Le « biker wave » : l’esprit des premières routes américaines

De l’autre côté de l’Atlantique, on attribue souvent la naissance du salut motard aux débuts de Harley-Davidson. La légende raconte qu’au début du XXe siècle, Arthur Davidson et William Harley se seraient échangé un signe de la main en se croisant sur la route. Simple geste entre passionnés, mais qui serait devenu, avec le temps, un véritable code de reconnaissance.

Que l’anecdote soit strictement exacte ou non importe finalement peu. Ce fameux bras gauche abaissé, paume tournée vers l’extérieur, colle parfaitement à l’image des grands rubans d’asphalte américains, des crews de bikers et de la fraternité qui les unit. Ce salut bas, discret, qu’on retrouve encore aujourd’hui, symbolise le respect silencieux entre motards qui partagent la même route.

Le « V » européen : de la victoire à la solidarité motarde

En Europe, le geste le plus répandu n’est pas celui du bras tendu vers le bas, mais le fameux « V » de la main gauche. On le doit en grande partie à une figure marquante des années 70 : Barry Sheene. Ce pilote britannique, star des Grands Prix, avait pris l’habitude de célébrer ses victoires en tendant la main en « V » vers le public lorsqu’il bouclait ses tours d’honneur.

Les spectateurs, puis les motards de route, ont vite adopté ce signe. Il s’inscrivait déjà dans une histoire plus large : le « V for Victory » popularisé par Winston Churchill pendant la Seconde Guerre mondiale, et le « Peace and Love » de la contre-culture des années 60-70. Sur la moto, ce V a trouvé une nouvelle signification, plus proche de notre quotidien :

  • un rappel de la victoire, de la réussite et de la fierté de rouler à moto ;
  • un clin d’œil à l’idée de paix et de bienveillance entre usagers ;
  • un souhait de route sûre : « garde tes deux pneus au sol et rentre entier ».

En quelques décennies, ce V de la main gauche est devenu, chez nous, le salut motard par excellence.
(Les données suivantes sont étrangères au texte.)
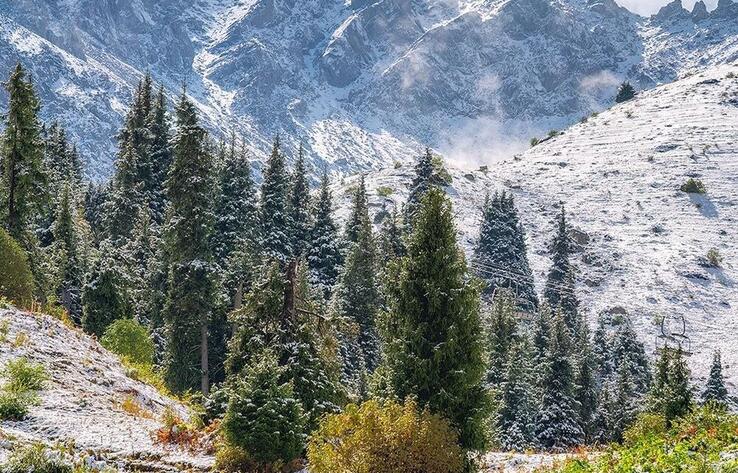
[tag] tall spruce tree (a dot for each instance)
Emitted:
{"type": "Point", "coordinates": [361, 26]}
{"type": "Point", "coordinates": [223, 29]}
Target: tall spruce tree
{"type": "Point", "coordinates": [160, 156]}
{"type": "Point", "coordinates": [299, 208]}
{"type": "Point", "coordinates": [501, 255]}
{"type": "Point", "coordinates": [516, 416]}
{"type": "Point", "coordinates": [324, 256]}
{"type": "Point", "coordinates": [357, 293]}
{"type": "Point", "coordinates": [502, 332]}
{"type": "Point", "coordinates": [435, 350]}
{"type": "Point", "coordinates": [274, 212]}
{"type": "Point", "coordinates": [557, 422]}
{"type": "Point", "coordinates": [191, 290]}
{"type": "Point", "coordinates": [715, 391]}
{"type": "Point", "coordinates": [23, 178]}
{"type": "Point", "coordinates": [560, 285]}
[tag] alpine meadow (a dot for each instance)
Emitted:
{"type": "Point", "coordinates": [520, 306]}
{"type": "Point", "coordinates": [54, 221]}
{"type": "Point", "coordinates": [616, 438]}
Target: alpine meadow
{"type": "Point", "coordinates": [368, 236]}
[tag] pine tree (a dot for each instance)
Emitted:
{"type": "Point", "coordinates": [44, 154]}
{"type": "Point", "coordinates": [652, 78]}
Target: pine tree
{"type": "Point", "coordinates": [263, 417]}
{"type": "Point", "coordinates": [435, 352]}
{"type": "Point", "coordinates": [102, 298]}
{"type": "Point", "coordinates": [299, 208]}
{"type": "Point", "coordinates": [501, 255]}
{"type": "Point", "coordinates": [67, 243]}
{"type": "Point", "coordinates": [275, 219]}
{"type": "Point", "coordinates": [715, 391]}
{"type": "Point", "coordinates": [237, 216]}
{"type": "Point", "coordinates": [586, 382]}
{"type": "Point", "coordinates": [425, 178]}
{"type": "Point", "coordinates": [190, 296]}
{"type": "Point", "coordinates": [560, 285]}
{"type": "Point", "coordinates": [557, 423]}
{"type": "Point", "coordinates": [133, 174]}
{"type": "Point", "coordinates": [501, 336]}
{"type": "Point", "coordinates": [160, 156]}
{"type": "Point", "coordinates": [357, 293]}
{"type": "Point", "coordinates": [670, 394]}
{"type": "Point", "coordinates": [324, 257]}
{"type": "Point", "coordinates": [517, 412]}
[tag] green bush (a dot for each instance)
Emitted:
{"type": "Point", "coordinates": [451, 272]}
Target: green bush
{"type": "Point", "coordinates": [131, 340]}
{"type": "Point", "coordinates": [693, 186]}
{"type": "Point", "coordinates": [16, 280]}
{"type": "Point", "coordinates": [24, 376]}
{"type": "Point", "coordinates": [389, 438]}
{"type": "Point", "coordinates": [37, 459]}
{"type": "Point", "coordinates": [14, 406]}
{"type": "Point", "coordinates": [695, 443]}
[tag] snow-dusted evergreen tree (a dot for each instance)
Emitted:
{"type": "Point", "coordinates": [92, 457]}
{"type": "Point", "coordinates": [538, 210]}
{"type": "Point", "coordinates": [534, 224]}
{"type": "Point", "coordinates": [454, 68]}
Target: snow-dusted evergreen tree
{"type": "Point", "coordinates": [434, 350]}
{"type": "Point", "coordinates": [299, 208]}
{"type": "Point", "coordinates": [501, 255]}
{"type": "Point", "coordinates": [133, 171]}
{"type": "Point", "coordinates": [324, 256]}
{"type": "Point", "coordinates": [560, 284]}
{"type": "Point", "coordinates": [557, 422]}
{"type": "Point", "coordinates": [502, 328]}
{"type": "Point", "coordinates": [586, 381]}
{"type": "Point", "coordinates": [67, 245]}
{"type": "Point", "coordinates": [425, 178]}
{"type": "Point", "coordinates": [670, 394]}
{"type": "Point", "coordinates": [357, 294]}
{"type": "Point", "coordinates": [23, 178]}
{"type": "Point", "coordinates": [391, 237]}
{"type": "Point", "coordinates": [160, 156]}
{"type": "Point", "coordinates": [274, 212]}
{"type": "Point", "coordinates": [191, 291]}
{"type": "Point", "coordinates": [102, 299]}
{"type": "Point", "coordinates": [715, 391]}
{"type": "Point", "coordinates": [516, 416]}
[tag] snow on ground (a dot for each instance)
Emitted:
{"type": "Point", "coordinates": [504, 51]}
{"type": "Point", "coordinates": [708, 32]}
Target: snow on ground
{"type": "Point", "coordinates": [81, 403]}
{"type": "Point", "coordinates": [643, 241]}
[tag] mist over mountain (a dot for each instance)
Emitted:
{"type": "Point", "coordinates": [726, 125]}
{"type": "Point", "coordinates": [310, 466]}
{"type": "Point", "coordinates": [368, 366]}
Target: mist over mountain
{"type": "Point", "coordinates": [360, 83]}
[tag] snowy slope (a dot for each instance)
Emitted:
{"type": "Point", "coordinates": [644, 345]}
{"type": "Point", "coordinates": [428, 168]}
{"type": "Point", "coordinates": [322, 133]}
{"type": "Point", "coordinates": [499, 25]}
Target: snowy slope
{"type": "Point", "coordinates": [360, 82]}
{"type": "Point", "coordinates": [81, 403]}
{"type": "Point", "coordinates": [643, 241]}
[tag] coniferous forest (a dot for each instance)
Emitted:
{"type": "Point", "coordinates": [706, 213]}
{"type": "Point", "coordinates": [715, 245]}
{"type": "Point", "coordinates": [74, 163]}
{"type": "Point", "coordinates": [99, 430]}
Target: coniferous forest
{"type": "Point", "coordinates": [303, 340]}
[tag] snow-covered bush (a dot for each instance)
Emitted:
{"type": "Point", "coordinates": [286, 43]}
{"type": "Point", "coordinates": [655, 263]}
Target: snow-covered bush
{"type": "Point", "coordinates": [16, 280]}
{"type": "Point", "coordinates": [693, 186]}
{"type": "Point", "coordinates": [389, 438]}
{"type": "Point", "coordinates": [131, 340]}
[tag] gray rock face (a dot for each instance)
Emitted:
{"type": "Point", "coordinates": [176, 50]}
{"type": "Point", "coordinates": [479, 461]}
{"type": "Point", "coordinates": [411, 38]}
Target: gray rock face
{"type": "Point", "coordinates": [361, 83]}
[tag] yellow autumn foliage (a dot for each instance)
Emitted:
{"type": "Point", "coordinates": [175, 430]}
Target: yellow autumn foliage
{"type": "Point", "coordinates": [384, 438]}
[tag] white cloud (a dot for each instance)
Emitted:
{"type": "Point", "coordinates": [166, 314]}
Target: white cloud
{"type": "Point", "coordinates": [649, 7]}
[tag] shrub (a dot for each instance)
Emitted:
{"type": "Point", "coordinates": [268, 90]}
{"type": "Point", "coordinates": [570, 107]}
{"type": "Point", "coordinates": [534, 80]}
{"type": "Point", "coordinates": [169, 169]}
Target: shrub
{"type": "Point", "coordinates": [385, 191]}
{"type": "Point", "coordinates": [695, 443]}
{"type": "Point", "coordinates": [714, 258]}
{"type": "Point", "coordinates": [37, 459]}
{"type": "Point", "coordinates": [263, 416]}
{"type": "Point", "coordinates": [375, 438]}
{"type": "Point", "coordinates": [14, 406]}
{"type": "Point", "coordinates": [131, 340]}
{"type": "Point", "coordinates": [16, 280]}
{"type": "Point", "coordinates": [625, 92]}
{"type": "Point", "coordinates": [693, 186]}
{"type": "Point", "coordinates": [24, 376]}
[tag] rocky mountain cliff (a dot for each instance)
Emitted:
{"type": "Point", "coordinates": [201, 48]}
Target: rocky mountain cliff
{"type": "Point", "coordinates": [361, 82]}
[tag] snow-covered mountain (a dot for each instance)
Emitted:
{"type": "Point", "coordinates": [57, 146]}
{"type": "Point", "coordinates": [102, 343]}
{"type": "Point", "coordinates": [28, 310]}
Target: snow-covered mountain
{"type": "Point", "coordinates": [360, 82]}
{"type": "Point", "coordinates": [643, 243]}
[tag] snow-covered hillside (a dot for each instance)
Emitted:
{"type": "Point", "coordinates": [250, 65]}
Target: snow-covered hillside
{"type": "Point", "coordinates": [643, 242]}
{"type": "Point", "coordinates": [81, 403]}
{"type": "Point", "coordinates": [359, 82]}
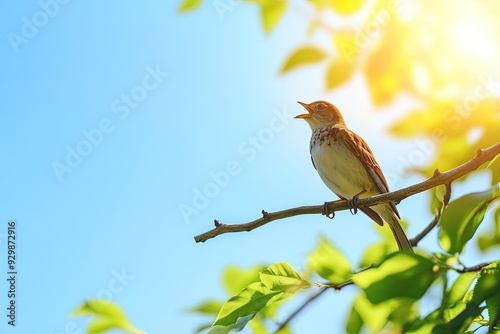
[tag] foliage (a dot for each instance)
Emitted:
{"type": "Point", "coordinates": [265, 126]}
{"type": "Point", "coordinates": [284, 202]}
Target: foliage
{"type": "Point", "coordinates": [445, 60]}
{"type": "Point", "coordinates": [106, 316]}
{"type": "Point", "coordinates": [446, 63]}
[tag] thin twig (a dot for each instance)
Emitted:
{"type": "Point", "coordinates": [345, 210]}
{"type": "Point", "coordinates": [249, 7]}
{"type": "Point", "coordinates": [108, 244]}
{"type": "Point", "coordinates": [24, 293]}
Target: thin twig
{"type": "Point", "coordinates": [477, 267]}
{"type": "Point", "coordinates": [446, 199]}
{"type": "Point", "coordinates": [437, 179]}
{"type": "Point", "coordinates": [336, 287]}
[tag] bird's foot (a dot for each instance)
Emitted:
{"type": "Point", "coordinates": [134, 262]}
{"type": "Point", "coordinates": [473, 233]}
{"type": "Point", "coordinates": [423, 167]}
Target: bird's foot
{"type": "Point", "coordinates": [354, 202]}
{"type": "Point", "coordinates": [325, 210]}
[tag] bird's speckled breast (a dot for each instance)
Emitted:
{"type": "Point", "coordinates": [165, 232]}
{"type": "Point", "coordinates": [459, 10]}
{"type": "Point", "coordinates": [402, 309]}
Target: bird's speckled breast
{"type": "Point", "coordinates": [339, 168]}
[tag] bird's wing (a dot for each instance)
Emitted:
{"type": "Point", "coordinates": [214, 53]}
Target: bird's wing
{"type": "Point", "coordinates": [361, 149]}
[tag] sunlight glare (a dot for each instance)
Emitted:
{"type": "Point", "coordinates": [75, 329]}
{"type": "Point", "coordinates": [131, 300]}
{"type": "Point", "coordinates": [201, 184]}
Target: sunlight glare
{"type": "Point", "coordinates": [472, 39]}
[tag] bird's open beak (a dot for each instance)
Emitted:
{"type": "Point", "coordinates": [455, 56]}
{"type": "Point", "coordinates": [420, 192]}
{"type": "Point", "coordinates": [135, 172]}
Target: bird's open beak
{"type": "Point", "coordinates": [308, 108]}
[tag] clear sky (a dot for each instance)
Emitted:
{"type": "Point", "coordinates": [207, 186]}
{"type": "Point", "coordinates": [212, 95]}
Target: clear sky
{"type": "Point", "coordinates": [116, 117]}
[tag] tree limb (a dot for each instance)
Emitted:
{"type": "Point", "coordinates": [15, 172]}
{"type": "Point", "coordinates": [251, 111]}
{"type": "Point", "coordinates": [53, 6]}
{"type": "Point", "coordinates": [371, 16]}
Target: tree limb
{"type": "Point", "coordinates": [336, 287]}
{"type": "Point", "coordinates": [439, 178]}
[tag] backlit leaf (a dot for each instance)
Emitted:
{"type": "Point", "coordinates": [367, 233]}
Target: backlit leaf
{"type": "Point", "coordinates": [189, 5]}
{"type": "Point", "coordinates": [282, 277]}
{"type": "Point", "coordinates": [462, 217]}
{"type": "Point", "coordinates": [346, 7]}
{"type": "Point", "coordinates": [329, 262]}
{"type": "Point", "coordinates": [272, 12]}
{"type": "Point", "coordinates": [236, 279]}
{"type": "Point", "coordinates": [400, 275]}
{"type": "Point", "coordinates": [106, 315]}
{"type": "Point", "coordinates": [278, 281]}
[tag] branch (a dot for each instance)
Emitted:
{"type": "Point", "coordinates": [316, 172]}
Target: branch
{"type": "Point", "coordinates": [472, 269]}
{"type": "Point", "coordinates": [336, 287]}
{"type": "Point", "coordinates": [439, 178]}
{"type": "Point", "coordinates": [414, 242]}
{"type": "Point", "coordinates": [297, 311]}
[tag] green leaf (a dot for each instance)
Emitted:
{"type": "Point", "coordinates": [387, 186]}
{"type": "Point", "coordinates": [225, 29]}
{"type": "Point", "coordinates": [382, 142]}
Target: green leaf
{"type": "Point", "coordinates": [459, 288]}
{"type": "Point", "coordinates": [210, 306]}
{"type": "Point", "coordinates": [278, 282]}
{"type": "Point", "coordinates": [400, 275]}
{"type": "Point", "coordinates": [374, 253]}
{"type": "Point", "coordinates": [354, 322]}
{"type": "Point", "coordinates": [272, 12]}
{"type": "Point", "coordinates": [304, 55]}
{"type": "Point", "coordinates": [236, 279]}
{"type": "Point", "coordinates": [247, 303]}
{"type": "Point", "coordinates": [338, 72]}
{"type": "Point", "coordinates": [462, 217]}
{"type": "Point", "coordinates": [282, 277]}
{"type": "Point", "coordinates": [493, 306]}
{"type": "Point", "coordinates": [107, 315]}
{"type": "Point", "coordinates": [491, 239]}
{"type": "Point", "coordinates": [488, 284]}
{"type": "Point", "coordinates": [189, 5]}
{"type": "Point", "coordinates": [236, 327]}
{"type": "Point", "coordinates": [329, 262]}
{"type": "Point", "coordinates": [461, 322]}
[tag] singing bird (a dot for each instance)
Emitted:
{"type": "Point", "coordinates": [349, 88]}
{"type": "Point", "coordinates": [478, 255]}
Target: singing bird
{"type": "Point", "coordinates": [346, 165]}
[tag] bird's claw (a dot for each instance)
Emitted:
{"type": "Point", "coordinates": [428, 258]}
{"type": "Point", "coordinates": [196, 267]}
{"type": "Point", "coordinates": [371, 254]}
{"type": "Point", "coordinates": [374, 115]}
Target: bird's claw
{"type": "Point", "coordinates": [325, 210]}
{"type": "Point", "coordinates": [354, 203]}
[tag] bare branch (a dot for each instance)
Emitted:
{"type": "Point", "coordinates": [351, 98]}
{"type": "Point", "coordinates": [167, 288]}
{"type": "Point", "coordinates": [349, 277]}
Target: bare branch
{"type": "Point", "coordinates": [336, 287]}
{"type": "Point", "coordinates": [477, 267]}
{"type": "Point", "coordinates": [437, 179]}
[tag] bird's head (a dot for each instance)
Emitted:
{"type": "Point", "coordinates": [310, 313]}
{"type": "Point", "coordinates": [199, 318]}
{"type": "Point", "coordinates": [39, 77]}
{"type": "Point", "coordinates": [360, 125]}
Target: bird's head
{"type": "Point", "coordinates": [321, 113]}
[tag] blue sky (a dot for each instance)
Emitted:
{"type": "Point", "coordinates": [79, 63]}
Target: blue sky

Un langage qui dépasse les marques et les chapelles

Ce qui fait la force du salut motard, c’est sa capacité à oublier les rivalités. Sur le bitume, peu importe que l’on roule en roadster, en trail, en sportive, en custom ou en vieille mémère restaurée au fond du garage. Le geste, lui, reste le même.

Dans un milieu parfois marqué par la compétition et les querelles de fans autour des grands champions, ce petit salut rappelle que, loin des podiums, nous affrontons tous les mêmes risques : inattentions des automobilistes, chaussées grasses, météo capricieuse. Le V, le bras abaissé ou le hochement de tête fonctionnent comme un pacte silencieux : « je t’ai vu, tu n’es pas seul là-dehors ».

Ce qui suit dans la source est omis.